Museum Review: Massachusets Museum of Contemporary Art in North Adams

Museum Review:
Massachusetts Museum of Contemporary Art
 in North Adams, Massachusetts

 The Massachusetts Museum of Contemporary Art in North Adams, Massachusetts is a large (100,000 + square feet) museum that was formed out of an abandoned factory site.  The factory was first a cloth manufacturing facility and then an electronics manufacturing plant, and then abandoned.   In late 1980s, the process of conversion to a museum space began, and the museum opened in 1999.  Independent of any specific exhibits, the Massachusetts Museum of Contemporary Art (Mass Moca) is a must visit for the museum itself.  The two obvious comparisons from my experience are the Tate Modern in London, housed in an abandoned power plant, and the Guggenheim Bilbao, which is also set in a Genry designed "deconstructed" building in the former port district of Bilbao.  

  The Massachusetts Museum of Contemporary Art in North Adams is different from the two comparisons made above in that it fully inhabits the geographic SPACE of a former manufacturing town.    The Tate Modern, for all its authenticity as a South Bank Power Plant, is located in the anodyne London city center of the 21st century, and the Bilbao Guggenheim is a honest to god Frank Gehry designed structure in a port area that has been entirely given over to white collar business and the tourist trade.

   North Adams is at the northern edge of the region in Massachusetts known as the "Berkshires."  Geographically speaking, the Berkshires are the portion of the Northern Appalachian mountain chain called "the Berkshires" in Massachusetts and "the White Mountains" in Vermont.  They are, in fact, the same set of mountains.   North Adams is set in a river valley formed by Hoosic river, which flows through western New York, southern Vermont and northern Massachusetts.  The Hoosic river was an important source of hydroelectric power for mills operating in the region.

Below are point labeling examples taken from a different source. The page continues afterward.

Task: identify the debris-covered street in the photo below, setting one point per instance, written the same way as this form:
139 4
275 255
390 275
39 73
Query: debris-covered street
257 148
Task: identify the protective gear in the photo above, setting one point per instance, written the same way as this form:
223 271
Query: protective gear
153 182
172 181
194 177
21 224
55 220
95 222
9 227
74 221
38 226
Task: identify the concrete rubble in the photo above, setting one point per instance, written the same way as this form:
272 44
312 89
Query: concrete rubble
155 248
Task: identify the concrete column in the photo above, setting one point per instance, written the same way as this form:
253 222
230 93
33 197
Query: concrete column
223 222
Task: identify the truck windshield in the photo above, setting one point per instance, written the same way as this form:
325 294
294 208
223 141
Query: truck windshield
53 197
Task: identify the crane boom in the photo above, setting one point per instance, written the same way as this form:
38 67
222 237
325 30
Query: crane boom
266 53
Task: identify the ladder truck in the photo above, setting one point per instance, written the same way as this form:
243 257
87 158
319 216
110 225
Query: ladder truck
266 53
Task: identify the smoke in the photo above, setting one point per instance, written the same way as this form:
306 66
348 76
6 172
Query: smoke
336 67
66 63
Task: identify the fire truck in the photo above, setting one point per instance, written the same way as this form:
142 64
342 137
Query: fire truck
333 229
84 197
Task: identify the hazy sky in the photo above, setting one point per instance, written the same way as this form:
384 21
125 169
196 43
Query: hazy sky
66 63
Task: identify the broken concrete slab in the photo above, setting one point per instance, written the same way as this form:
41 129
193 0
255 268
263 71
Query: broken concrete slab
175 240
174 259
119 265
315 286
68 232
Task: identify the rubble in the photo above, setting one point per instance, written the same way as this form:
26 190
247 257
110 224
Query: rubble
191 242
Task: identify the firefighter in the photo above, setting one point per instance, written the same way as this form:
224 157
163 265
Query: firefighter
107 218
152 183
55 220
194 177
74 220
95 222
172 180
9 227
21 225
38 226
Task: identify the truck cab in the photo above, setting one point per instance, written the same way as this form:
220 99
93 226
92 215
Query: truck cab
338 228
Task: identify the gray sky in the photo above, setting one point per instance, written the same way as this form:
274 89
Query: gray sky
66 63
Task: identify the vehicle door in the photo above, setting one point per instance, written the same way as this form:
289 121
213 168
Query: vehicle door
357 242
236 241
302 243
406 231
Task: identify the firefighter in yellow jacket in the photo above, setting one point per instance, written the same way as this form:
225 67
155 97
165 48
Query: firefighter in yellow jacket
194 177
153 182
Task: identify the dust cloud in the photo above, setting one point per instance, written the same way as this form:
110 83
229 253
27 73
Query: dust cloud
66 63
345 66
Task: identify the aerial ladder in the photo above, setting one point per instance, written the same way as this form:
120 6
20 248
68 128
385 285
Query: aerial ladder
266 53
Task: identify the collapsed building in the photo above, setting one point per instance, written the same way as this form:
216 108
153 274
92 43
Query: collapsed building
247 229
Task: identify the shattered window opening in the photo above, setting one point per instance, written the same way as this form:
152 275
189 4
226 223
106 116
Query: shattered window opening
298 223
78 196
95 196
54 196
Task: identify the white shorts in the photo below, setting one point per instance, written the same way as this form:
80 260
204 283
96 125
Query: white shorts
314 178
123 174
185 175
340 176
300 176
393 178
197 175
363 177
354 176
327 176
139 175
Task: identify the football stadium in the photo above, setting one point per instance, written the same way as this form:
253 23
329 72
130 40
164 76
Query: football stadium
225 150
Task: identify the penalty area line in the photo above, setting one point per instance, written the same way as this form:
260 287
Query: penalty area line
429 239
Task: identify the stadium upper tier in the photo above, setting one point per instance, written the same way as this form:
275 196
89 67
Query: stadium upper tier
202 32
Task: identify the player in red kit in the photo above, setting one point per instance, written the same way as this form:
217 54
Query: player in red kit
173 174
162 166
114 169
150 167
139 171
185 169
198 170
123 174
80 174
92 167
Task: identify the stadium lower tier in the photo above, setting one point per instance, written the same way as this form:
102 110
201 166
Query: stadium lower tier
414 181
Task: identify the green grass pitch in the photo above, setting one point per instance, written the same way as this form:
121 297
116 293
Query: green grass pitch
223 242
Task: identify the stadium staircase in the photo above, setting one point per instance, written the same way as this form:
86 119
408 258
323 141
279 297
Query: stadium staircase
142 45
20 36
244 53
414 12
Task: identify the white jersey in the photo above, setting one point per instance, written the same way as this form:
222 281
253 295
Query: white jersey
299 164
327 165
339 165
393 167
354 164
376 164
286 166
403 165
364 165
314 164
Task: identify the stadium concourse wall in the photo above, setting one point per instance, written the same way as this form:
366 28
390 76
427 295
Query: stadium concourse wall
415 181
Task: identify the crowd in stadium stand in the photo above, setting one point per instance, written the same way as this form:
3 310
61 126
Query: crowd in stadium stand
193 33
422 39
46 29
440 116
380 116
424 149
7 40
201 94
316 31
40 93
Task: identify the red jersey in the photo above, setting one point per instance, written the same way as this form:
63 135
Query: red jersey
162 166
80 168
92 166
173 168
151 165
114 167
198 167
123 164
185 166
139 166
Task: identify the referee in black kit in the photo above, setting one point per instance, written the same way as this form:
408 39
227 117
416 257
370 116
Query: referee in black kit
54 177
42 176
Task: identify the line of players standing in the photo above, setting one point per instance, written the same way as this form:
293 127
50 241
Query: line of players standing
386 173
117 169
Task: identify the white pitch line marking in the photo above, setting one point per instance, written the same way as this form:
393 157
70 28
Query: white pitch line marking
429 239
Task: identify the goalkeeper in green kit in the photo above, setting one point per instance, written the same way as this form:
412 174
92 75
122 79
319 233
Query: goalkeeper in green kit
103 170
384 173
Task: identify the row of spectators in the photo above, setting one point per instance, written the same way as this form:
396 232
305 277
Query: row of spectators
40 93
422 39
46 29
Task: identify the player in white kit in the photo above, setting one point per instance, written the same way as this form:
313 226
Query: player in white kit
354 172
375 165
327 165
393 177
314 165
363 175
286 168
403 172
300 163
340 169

  Any trip to Mass MOCA almost requires a stroll into North Adams, since the town functions as an appendage of the Factory/Museum.  The juxtaposition of town and factory/museum forces the visitor to think about larger issues of the area: employment options, socio-economic status, changes wrought by the broad economic currents of 20th century history.    Which is not to say that the museum exhibits themselves do not intrigue.  The growth in popularity of installation art in large, open plan museums is one that spans the globe. You can find such museums, inevitably featuring the word "Modern" in their name, throughout the world.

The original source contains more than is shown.